S1d: Top-Right — Noisy class probabilities¶

In [8]:
probs = ['c1', 'c2', 'c3']
cmap = 'viridis'
fixed_ticks = [0, 5, 10]

fig = plt.figure(figsize=(12, 7))
gs = gridspec.GridSpec(2, 4, width_ratios=[1, 1, 1, 0.05], wspace=0.35, hspace=0.35)
ax = np.array([[fig.add_subplot(gs[r, c]) for c in range(3)] for r in range(2)])
norm = Normalize(vmin=0, vmax=100)

labels = [['a', 'b', 'c'], ['d', 'e', 'f']]
row_labels = ['Template', 'Query']
dfs = [ref_df, query_df]

for row in range(2):
    for i, p in enumerate(probs):
        sc = ax[row, i].scatter(
            dfs[row]['X'], dfs[row]['Y'], c=dfs[row][p], cmap=cmap, norm=norm,
            s=20, alpha=0.85, edgecolors='black', linewidth=0.3)
        ax[row, i].set_title(f"{labels[row][i]}. {row_labels[row]}: Class probability: {p}", fontsize=12)
        ax[row, i].set_aspect('equal')
        ax[row, i].set_xticks(fixed_ticks)
        ax[row, i].set_yticks(fixed_ticks)
        ax[row, i].spines['top'].set_visible(False)
        ax[row, i].spines['right'].set_visible(False)

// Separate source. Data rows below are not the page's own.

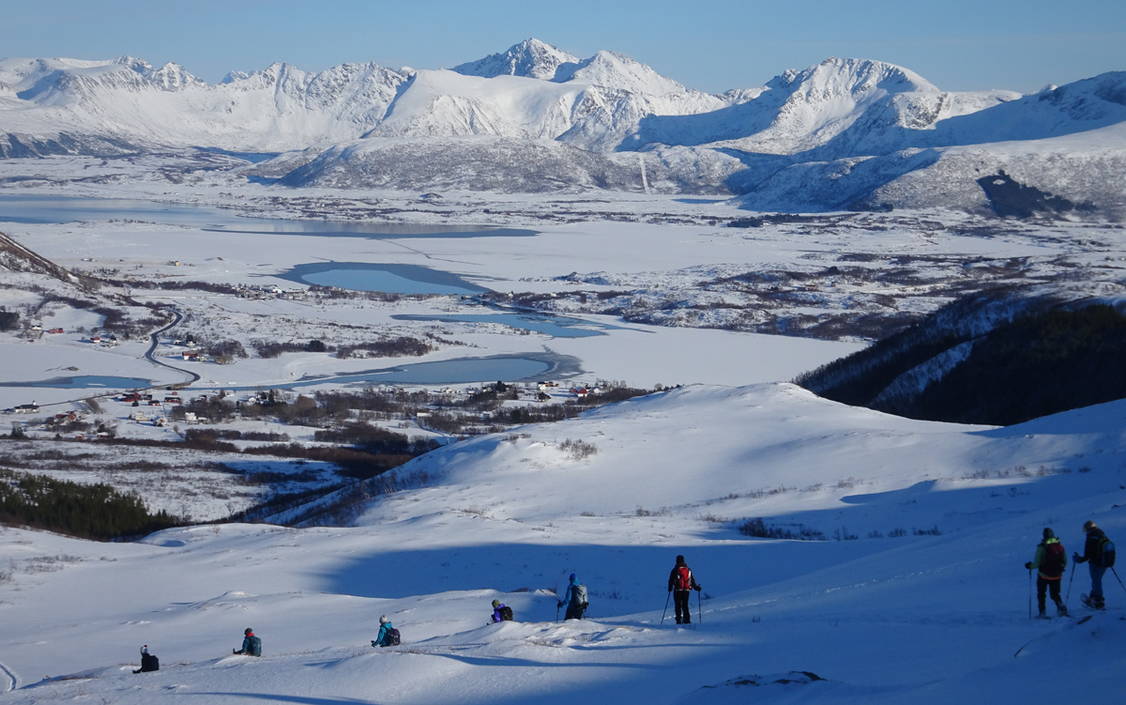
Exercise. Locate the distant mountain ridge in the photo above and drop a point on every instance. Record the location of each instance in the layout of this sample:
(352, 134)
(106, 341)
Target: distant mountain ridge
(846, 133)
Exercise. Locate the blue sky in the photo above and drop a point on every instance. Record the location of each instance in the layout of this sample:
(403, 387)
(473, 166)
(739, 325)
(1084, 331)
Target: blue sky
(707, 44)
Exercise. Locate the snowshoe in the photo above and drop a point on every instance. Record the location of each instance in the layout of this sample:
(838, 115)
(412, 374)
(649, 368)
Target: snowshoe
(1091, 604)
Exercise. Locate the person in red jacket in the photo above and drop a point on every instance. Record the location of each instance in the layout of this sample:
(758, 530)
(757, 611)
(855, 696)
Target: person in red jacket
(681, 582)
(1051, 562)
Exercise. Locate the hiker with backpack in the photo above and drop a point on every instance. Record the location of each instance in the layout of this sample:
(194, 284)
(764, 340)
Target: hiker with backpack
(387, 635)
(251, 645)
(1099, 555)
(149, 661)
(681, 582)
(574, 598)
(501, 612)
(1051, 562)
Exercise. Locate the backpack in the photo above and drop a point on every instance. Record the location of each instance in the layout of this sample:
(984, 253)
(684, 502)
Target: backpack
(1054, 561)
(579, 595)
(1107, 553)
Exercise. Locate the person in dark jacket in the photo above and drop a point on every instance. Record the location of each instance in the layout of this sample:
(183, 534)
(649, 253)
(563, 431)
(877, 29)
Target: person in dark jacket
(681, 582)
(1051, 562)
(384, 637)
(1092, 555)
(501, 612)
(574, 598)
(149, 661)
(251, 645)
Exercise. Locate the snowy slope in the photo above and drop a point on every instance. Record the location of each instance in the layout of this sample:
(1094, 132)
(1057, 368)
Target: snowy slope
(279, 107)
(845, 133)
(530, 57)
(928, 618)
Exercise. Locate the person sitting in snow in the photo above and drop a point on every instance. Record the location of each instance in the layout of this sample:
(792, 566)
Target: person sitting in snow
(501, 612)
(387, 635)
(574, 598)
(1051, 561)
(149, 661)
(681, 582)
(251, 645)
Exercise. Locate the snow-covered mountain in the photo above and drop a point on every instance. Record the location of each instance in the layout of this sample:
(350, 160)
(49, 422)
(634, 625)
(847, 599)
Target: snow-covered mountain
(532, 59)
(846, 133)
(135, 106)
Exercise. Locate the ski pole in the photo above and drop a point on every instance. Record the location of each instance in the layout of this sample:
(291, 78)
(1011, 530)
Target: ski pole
(1117, 578)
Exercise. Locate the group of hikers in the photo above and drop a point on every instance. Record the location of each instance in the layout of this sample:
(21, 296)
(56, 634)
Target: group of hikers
(681, 582)
(251, 647)
(1051, 563)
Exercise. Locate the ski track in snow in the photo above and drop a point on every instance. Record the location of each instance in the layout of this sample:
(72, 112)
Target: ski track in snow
(12, 680)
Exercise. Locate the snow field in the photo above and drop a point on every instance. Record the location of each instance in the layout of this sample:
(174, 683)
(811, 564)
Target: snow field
(892, 619)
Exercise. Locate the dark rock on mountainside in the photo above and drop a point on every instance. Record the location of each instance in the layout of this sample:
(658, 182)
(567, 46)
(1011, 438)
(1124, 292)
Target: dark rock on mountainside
(1010, 198)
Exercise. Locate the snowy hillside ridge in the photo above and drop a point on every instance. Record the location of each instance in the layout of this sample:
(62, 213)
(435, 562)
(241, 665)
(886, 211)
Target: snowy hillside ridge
(1039, 353)
(532, 59)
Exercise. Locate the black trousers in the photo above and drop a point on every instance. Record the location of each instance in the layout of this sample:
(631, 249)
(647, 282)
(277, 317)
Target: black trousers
(684, 612)
(1044, 586)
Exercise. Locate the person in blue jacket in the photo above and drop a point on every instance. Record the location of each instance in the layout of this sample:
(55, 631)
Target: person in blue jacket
(384, 637)
(574, 598)
(251, 645)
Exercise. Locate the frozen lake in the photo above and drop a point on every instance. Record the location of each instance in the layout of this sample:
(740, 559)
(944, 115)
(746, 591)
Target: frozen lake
(382, 277)
(33, 208)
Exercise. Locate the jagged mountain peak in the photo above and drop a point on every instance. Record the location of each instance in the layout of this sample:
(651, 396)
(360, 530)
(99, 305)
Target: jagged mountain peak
(837, 76)
(530, 57)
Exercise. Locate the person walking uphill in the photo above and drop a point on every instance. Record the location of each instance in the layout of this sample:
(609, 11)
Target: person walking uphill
(681, 582)
(387, 635)
(501, 612)
(574, 598)
(1051, 562)
(149, 661)
(1099, 555)
(251, 645)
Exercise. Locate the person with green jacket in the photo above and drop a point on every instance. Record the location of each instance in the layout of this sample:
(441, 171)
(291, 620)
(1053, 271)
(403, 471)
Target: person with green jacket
(1051, 562)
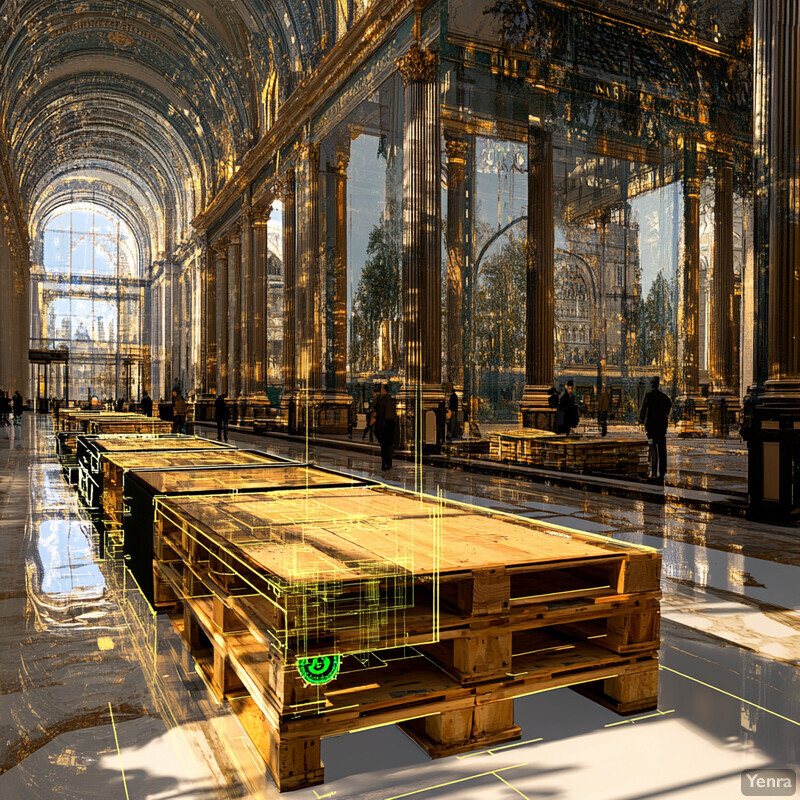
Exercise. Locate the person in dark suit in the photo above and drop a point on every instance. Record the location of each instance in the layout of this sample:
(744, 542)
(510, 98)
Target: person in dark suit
(222, 414)
(654, 415)
(567, 414)
(385, 423)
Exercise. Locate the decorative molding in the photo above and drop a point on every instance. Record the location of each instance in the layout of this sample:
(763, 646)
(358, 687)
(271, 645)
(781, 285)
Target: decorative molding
(418, 65)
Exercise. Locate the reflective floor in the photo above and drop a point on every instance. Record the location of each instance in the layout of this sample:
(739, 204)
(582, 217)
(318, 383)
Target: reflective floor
(100, 700)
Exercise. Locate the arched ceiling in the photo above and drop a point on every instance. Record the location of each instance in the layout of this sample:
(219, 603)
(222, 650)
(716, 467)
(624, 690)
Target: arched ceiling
(146, 105)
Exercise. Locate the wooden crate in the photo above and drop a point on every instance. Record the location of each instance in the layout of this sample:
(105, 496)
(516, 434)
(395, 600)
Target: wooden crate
(91, 451)
(603, 455)
(441, 614)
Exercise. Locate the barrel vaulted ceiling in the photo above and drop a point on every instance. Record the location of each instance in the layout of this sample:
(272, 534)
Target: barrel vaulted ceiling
(147, 106)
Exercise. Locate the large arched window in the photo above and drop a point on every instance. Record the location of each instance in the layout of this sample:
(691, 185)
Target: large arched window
(88, 298)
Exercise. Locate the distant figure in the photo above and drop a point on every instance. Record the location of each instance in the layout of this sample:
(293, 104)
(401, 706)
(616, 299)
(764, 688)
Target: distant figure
(567, 416)
(385, 423)
(603, 408)
(452, 415)
(655, 418)
(222, 414)
(179, 409)
(17, 404)
(352, 418)
(5, 408)
(369, 428)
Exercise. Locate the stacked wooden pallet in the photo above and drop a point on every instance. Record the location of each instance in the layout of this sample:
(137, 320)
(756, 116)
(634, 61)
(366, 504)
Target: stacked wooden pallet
(602, 455)
(323, 611)
(91, 451)
(143, 488)
(610, 456)
(520, 445)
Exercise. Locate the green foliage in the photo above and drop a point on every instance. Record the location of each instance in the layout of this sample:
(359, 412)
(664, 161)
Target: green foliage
(377, 302)
(658, 340)
(500, 307)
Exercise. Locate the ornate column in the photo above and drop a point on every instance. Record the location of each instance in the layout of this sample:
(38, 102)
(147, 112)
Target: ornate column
(772, 421)
(220, 250)
(457, 149)
(234, 312)
(540, 299)
(259, 305)
(724, 326)
(333, 406)
(245, 313)
(689, 312)
(286, 189)
(421, 247)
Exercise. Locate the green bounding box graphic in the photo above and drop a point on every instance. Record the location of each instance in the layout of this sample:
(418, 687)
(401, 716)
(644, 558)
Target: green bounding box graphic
(319, 669)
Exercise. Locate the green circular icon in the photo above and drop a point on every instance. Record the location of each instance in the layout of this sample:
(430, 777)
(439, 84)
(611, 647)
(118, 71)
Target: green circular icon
(319, 669)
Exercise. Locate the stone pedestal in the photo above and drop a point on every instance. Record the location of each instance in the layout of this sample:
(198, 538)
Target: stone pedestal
(771, 429)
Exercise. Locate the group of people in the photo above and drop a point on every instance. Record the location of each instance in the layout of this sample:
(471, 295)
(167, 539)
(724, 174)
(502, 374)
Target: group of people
(653, 415)
(382, 423)
(8, 405)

cax = fig.add_subplot(gs[:, 3])
cbar = fig.colorbar(sc, cax=cax, orientation='vertical')
cbar.set_label('Class Probability (%)', fontsize=12)
cbar.set_ticks(np.linspace(0, 100, 6))

plt.tight_layout(rect=[0, 0, 0.97, 1])
plt.savefig(FIG_DIR / 'FigS1d_noisy_probabilities.svg', dpi=300, bbox_inches='tight')
plt.show()
/hpc/group/singhlab/user/ap756/tmp/ipykernel_4034952/3965856167.py:31: UserWarning: This figure includes Axes that are not compatible with tight_layout, so results might be incorrect.
  plt.tight_layout(rect=[0, 0, 0.97, 1])
No description has been provided for this image

4. Load SAME Results¶

Load pre-computed matching results (dp=10) and metacell objects.

In [9]:
mc_align = pickle.load(open(RESULTS_DIR / 'mc_align.pkl', 'rb'))
mc_ref = pickle.load(open(RESULTS_DIR / 'mc_ref.pkl', 'rb'))
matches_df = pd.read_csv(RESULTS_DIR / 'matchedDF.csv')

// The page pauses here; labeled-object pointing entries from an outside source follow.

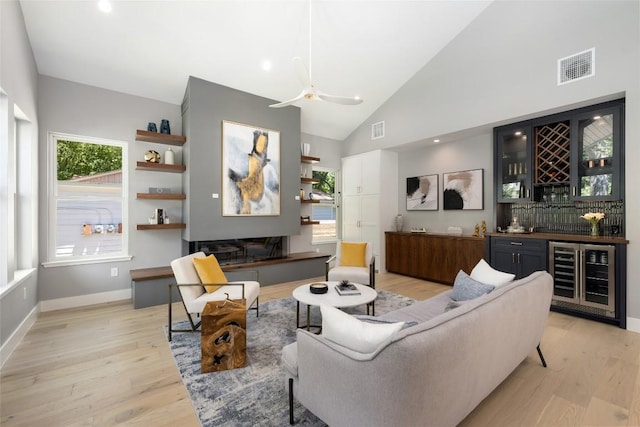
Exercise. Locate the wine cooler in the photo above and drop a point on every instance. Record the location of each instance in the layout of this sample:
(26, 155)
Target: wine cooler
(583, 277)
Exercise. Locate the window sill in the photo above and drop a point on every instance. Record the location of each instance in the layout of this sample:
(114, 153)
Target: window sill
(76, 261)
(19, 277)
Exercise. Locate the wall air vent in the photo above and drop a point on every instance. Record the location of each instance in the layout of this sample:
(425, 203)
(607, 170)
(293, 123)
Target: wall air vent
(377, 130)
(577, 67)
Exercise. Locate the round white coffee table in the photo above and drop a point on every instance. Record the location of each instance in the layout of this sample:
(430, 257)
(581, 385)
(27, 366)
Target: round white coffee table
(302, 294)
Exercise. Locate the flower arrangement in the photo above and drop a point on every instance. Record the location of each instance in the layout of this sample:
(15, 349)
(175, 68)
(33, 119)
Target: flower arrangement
(594, 218)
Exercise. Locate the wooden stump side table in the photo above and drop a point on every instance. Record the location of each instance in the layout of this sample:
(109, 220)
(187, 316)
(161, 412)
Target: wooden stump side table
(224, 335)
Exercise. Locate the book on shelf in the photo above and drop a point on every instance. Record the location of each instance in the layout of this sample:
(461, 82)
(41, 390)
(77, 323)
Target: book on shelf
(347, 289)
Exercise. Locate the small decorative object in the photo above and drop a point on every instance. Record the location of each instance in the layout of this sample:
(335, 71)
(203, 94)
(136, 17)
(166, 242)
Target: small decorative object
(169, 158)
(594, 219)
(159, 216)
(152, 156)
(164, 127)
(399, 222)
(318, 288)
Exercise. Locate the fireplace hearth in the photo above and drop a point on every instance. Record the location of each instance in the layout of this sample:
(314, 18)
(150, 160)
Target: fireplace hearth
(240, 251)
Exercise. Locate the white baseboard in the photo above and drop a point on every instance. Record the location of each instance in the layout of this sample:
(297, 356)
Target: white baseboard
(82, 300)
(17, 335)
(633, 324)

# Add cell type annotations from metacell objects
matches_df['cell_type'] = mc_align.metacell_df.loc[
    matches_df['Aligned_metacell_id'].values, 'cell_type'].values
matches_df['SAME_X'] = matches_df['ref_X']
matches_df['SAME_Y'] = matches_df['ref_Y']

# Evaluate cell type matching accuracy
matches_df['align_cell_type'] = mc_align.metacell_df.loc[
    matches_df['Aligned_metacell_id'].values, 'cell_type'].values
matches_df['ref_cell_type'] = mc_ref.metacell_df.loc[
    matches_df['Ref_metacell_id'].values, 'cell_type'].values
ct_accuracy = (matches_df.align_cell_type == matches_df.ref_cell_type).mean()

print(f"Matches: {len(matches_df)}")
print(f"Cell type matching accuracy: {ct_accuracy:.1%}")
Matches: 372
Cell type matching accuracy: 100.0%

5. Fig 2e — SAME Alignment Result¶

Displacement vectors showing query → template matching, colored by cell type.

In [10]:
fig, ax = plt.subplots(1, 1, figsize=(8, 6))

# Background: query cells (faint)
for ct, color in CLASS_COLORS.items():
    mask = query_df['cell_type'] == ct
    if mask.sum() > 0:
        ax.scatter(query_df.loc[mask, 'X'], query_df.loc[mask, 'Y'],
                   c=[color], s=30, marker='P', alpha=0.2)

# Displacement lines
for _, row in matches_df.iterrows():
    ax.plot([row['X'], row['ref_X']], [row['Y'], row['ref_Y']],
            'k-', alpha=0.3, linewidth=1, zorder=3)

# Matched positions colored by cell type
query_colors = matches_df['cell_type'].map(CLASS_COLORS)
ax.scatter(matches_df['ref_X'], matches_df['ref_Y'], c=query_colors,
           s=35, edgecolors='black', linewidth=0.4, alpha=0.85)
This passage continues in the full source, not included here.